El delineador de labios cumple una función estructural. Cuando se aplica correctamente, evita la migración del color y proporciona un borde definido a la boca. El objetivo no es crear un contorno marcado, sino proporcionar una transición cohesiva entre la piel del rostro y la mucosa de los labios.

Seleccionar el tono incorrecto crea un efecto discordante. Debes igualar tu delineador con la profundidad y el subtono de tu lápiz labial o tu color natural de labios para mantener la continuidad visual.

  1. Identifica tu base. Examina tus labios sin maquillar a la luz natural del día. Determina si tu pigmento natural tiende a un malva frío, un melocotón cálido o un marrón oscuro. Usa esto como tu base neutra para el uso diario.
  2. Selecciona la profundidad. Elige un delineador que no sea más de dos tonos más oscuro que el lápiz labial elegido.
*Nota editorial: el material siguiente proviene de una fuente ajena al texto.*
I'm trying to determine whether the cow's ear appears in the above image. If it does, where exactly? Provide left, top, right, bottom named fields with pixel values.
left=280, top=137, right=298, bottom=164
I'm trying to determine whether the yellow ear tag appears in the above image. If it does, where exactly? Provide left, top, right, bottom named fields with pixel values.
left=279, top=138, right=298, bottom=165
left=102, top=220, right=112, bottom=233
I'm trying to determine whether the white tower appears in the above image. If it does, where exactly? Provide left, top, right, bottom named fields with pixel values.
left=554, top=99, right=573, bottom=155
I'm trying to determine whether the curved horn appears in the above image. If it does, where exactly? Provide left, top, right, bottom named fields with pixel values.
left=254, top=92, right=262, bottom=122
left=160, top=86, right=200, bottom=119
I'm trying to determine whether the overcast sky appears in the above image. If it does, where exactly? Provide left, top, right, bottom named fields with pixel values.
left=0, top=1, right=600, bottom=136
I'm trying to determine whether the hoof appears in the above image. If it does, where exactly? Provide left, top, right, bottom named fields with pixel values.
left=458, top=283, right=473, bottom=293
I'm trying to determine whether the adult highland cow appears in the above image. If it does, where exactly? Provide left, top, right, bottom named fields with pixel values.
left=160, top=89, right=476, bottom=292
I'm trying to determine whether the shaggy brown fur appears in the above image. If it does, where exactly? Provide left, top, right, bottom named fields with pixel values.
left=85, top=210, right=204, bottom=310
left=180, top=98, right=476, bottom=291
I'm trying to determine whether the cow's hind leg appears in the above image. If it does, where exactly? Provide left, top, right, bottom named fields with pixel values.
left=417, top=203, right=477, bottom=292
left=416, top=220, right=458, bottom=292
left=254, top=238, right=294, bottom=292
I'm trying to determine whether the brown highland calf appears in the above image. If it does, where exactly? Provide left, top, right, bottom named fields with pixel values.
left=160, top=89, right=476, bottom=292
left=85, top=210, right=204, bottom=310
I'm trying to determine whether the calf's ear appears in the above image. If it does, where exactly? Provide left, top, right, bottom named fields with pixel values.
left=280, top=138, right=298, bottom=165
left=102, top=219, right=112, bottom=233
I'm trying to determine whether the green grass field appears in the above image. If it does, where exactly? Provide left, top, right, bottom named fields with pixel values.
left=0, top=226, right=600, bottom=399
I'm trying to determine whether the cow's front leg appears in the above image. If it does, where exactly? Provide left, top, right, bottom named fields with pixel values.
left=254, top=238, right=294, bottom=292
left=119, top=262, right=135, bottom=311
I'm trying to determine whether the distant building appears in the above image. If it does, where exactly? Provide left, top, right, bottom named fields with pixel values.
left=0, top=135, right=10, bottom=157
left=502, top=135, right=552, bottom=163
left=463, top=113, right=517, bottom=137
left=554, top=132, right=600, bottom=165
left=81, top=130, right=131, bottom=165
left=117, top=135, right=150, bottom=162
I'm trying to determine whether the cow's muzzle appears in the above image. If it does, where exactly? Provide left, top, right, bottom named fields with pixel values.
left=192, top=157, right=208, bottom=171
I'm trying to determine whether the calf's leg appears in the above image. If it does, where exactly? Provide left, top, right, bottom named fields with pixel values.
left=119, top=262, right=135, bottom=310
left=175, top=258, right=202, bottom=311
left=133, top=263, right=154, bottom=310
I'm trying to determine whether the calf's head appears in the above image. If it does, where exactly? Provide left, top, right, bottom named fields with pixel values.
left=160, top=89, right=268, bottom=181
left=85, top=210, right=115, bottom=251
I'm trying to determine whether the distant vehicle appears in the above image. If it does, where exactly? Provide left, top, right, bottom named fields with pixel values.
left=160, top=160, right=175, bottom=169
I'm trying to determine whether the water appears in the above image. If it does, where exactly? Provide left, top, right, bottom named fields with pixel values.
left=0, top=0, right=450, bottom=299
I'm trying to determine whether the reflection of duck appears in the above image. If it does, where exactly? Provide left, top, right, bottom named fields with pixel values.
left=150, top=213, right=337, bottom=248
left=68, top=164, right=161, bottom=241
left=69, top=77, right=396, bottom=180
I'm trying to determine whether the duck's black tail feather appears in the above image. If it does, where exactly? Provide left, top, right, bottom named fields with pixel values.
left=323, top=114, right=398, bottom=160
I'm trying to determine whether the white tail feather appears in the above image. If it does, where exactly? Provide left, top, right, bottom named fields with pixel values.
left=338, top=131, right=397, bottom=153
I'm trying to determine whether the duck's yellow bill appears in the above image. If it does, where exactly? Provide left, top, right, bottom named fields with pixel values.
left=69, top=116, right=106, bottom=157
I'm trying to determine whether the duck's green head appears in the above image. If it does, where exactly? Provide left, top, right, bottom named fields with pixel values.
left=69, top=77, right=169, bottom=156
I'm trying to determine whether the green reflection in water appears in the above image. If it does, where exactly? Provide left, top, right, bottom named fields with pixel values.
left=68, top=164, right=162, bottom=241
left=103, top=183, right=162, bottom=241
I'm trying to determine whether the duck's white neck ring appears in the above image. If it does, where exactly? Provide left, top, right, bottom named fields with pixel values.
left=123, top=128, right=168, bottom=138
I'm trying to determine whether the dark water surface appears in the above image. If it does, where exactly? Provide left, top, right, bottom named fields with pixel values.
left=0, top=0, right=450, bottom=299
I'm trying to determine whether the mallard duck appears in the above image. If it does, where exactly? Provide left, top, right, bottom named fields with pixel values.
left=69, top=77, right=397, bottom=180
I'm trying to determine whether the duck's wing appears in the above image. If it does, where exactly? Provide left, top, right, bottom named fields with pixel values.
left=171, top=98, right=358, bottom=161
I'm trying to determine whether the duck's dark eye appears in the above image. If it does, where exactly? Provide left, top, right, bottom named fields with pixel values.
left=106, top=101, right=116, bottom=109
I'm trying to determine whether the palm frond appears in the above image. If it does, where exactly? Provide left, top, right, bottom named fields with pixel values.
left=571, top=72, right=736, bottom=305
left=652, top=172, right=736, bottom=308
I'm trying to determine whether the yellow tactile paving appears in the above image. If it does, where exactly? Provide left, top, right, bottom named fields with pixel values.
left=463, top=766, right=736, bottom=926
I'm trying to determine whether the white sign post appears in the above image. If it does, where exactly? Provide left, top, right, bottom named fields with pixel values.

Un delineador demasiado claro se verá plano, mientras que un delineador significativamente más oscuro creará un efecto gráfico no deseado.
  3. Establece el contorno. Comienza en el arco de Cupido y avanza hacia las comisuras. Utiliza trazos cortos y ligeros en lugar de una sola línea continua. Mantener la presión ligera asegura que el borde permanezca suave y difuminable.
  4. Difumina los bordes. Usando un pincel sintético pequeño y firme, difumina el borde interior del delineador hacia el centro de tus labios. Esto suaviza la línea de transición y prepara la superficie para tu lápiz labial. No difumines en exceso, o perderás la definición que acabas de crear.
  5. Aplica y sella. Aplica tu lápiz labial sobre los bordes rellenados. Presiona suavemente los labios para distribuir el pigmento. Si es necesario, vuelve a aplicar una pequeña cantidad de delineador en las comisuras exteriores para reforzar la forma.
Una coincidencia exitosa del delineador se disuelve en el lápiz labial en lugar de competir con él por la atención.